C’est ce que nous nous proposons ici d’étudier.


II

L’allumette est certainement l’une des plus étonnantes merveilles de la civilisation moderne ; et, si nos générations actuelles n’étaient pas familiarisées depuis l’enfance avec elle, nous saurions mieux apprécier les avantages et l’importance de cette admirable découverte : le feu à la portée de tous.

C’est Kammerer d’Ehningen, dans le Wurtemberg, à qui l’on doit rapporter en 1832 la véritable invention de l’allumette : avec un mélange de chlorate de potasse, de sulfure d’antimoine et de gomme, il fabriqua une pâte dont il enduisit l’extrémité d’une baguette de bois. Le mélange séché s’enflammait par frottement simple sur une surface rugueuse.

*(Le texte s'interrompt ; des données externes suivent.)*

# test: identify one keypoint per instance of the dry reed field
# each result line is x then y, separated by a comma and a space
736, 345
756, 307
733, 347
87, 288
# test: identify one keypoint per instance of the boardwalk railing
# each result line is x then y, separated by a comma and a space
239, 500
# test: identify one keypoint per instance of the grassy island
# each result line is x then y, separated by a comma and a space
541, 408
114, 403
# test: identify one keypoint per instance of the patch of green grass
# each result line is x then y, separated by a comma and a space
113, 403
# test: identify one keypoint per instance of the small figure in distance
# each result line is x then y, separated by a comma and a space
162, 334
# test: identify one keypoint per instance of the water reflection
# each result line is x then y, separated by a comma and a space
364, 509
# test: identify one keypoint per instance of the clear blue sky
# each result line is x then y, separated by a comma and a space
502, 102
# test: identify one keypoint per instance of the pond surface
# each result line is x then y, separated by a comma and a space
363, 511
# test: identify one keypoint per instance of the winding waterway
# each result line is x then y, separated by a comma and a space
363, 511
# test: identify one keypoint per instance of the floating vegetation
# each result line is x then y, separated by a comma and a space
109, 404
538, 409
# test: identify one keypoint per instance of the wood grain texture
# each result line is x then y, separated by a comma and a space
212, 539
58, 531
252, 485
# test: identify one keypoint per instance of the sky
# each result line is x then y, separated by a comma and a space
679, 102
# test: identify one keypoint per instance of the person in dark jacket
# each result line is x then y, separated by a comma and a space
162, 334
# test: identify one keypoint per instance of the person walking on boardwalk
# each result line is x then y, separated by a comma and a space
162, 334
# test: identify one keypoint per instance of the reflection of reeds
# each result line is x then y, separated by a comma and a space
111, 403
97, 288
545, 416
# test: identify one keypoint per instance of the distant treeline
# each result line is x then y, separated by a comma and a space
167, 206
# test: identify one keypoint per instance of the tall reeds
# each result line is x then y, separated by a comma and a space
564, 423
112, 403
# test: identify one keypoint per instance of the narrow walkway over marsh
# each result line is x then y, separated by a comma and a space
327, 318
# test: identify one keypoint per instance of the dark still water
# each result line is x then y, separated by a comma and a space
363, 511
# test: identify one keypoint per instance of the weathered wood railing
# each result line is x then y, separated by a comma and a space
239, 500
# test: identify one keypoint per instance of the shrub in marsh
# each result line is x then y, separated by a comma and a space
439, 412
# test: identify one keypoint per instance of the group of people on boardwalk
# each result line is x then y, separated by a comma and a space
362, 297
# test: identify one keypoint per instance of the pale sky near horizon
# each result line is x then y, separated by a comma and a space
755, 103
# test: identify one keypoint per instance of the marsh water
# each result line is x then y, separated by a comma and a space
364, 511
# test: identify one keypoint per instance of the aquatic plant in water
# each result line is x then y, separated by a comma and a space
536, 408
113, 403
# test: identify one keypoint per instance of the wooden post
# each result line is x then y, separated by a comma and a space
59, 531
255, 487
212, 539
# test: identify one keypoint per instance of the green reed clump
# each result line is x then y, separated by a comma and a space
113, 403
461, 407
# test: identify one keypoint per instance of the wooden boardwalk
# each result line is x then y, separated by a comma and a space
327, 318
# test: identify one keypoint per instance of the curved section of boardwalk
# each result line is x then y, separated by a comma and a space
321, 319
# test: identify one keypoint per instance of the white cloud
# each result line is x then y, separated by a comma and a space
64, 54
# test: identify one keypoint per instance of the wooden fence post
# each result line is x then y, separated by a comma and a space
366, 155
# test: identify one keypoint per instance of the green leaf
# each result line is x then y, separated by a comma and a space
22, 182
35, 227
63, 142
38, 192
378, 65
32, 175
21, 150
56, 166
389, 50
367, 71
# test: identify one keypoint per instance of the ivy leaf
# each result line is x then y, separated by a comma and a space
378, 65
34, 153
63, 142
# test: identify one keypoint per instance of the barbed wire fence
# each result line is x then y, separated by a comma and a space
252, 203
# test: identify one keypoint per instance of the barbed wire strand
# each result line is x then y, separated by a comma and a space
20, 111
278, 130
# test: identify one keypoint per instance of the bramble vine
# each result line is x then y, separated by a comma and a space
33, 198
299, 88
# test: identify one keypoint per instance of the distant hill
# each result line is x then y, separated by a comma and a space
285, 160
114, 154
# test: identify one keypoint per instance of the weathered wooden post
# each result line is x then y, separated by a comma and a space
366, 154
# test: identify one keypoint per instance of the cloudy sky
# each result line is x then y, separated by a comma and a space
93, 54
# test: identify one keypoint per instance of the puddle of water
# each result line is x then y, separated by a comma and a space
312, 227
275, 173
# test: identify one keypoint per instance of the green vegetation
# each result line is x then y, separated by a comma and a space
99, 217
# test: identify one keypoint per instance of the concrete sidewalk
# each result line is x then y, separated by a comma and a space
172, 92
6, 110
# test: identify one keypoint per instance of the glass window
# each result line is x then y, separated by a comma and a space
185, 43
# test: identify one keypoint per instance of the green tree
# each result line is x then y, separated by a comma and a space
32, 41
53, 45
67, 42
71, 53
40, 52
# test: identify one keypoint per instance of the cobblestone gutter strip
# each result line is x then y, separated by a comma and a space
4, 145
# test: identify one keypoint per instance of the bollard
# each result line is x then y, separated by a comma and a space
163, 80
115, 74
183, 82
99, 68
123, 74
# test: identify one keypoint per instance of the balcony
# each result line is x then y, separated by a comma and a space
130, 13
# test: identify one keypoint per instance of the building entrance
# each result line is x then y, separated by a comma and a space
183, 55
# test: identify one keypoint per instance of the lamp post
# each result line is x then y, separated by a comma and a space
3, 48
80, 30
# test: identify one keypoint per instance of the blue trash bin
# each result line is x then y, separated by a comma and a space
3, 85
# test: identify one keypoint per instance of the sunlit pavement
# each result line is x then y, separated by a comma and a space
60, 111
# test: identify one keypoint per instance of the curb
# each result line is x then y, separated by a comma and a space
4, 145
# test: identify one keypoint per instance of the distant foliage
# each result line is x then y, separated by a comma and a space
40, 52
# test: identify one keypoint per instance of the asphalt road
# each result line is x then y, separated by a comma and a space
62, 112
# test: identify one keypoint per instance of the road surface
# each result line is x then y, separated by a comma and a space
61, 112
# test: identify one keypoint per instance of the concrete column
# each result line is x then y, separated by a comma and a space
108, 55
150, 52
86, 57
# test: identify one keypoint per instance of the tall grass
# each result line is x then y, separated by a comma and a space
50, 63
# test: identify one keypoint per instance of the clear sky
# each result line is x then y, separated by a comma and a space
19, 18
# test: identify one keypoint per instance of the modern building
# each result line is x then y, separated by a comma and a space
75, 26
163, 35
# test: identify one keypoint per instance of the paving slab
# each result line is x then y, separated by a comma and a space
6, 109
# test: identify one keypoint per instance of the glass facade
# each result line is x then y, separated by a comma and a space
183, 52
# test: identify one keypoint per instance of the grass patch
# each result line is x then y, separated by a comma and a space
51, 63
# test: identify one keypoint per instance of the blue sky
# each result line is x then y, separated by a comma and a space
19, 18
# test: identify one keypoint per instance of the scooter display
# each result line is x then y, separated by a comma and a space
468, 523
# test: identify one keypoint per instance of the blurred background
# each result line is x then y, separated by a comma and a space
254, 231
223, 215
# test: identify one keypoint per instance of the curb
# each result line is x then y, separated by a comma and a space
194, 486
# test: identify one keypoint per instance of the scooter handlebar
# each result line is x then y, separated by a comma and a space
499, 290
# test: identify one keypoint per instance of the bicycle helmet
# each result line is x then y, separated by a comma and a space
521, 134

Comme on le voit, la première allumette ne contenait pas de phosphore, — détail curieux, si on le rapproche des dernières tentatives des inventeurs qui s’efforcent de supprimer le phosphore dans les nouvelles pâtes inflammables ; mais le même écueil attendait les premiers essais aussi bien que les derniers : des conflagrations brusques, détonantes, occasionnèrent de nombreux accidens. Les allumettes de Kammerer tombaient déjà dans un discrédit complet, lorsqu’il eut l’idée de remplacer le sulfure d’antimoine par le phosphore. C’était un progrès considérable au point de vue de l’inflammabilité de l’allumette, mais il restait encore un pas à faire, et, en attendant, la persistance que l’on mit à maintenir le chlorate de potasse dans les pâtes continua à produire des brûlures, des explosions, si bien que, dans certains Etats d’Allemagne, la nouvelle fabrication fut, pendant plusieurs années, frappée d’interdit.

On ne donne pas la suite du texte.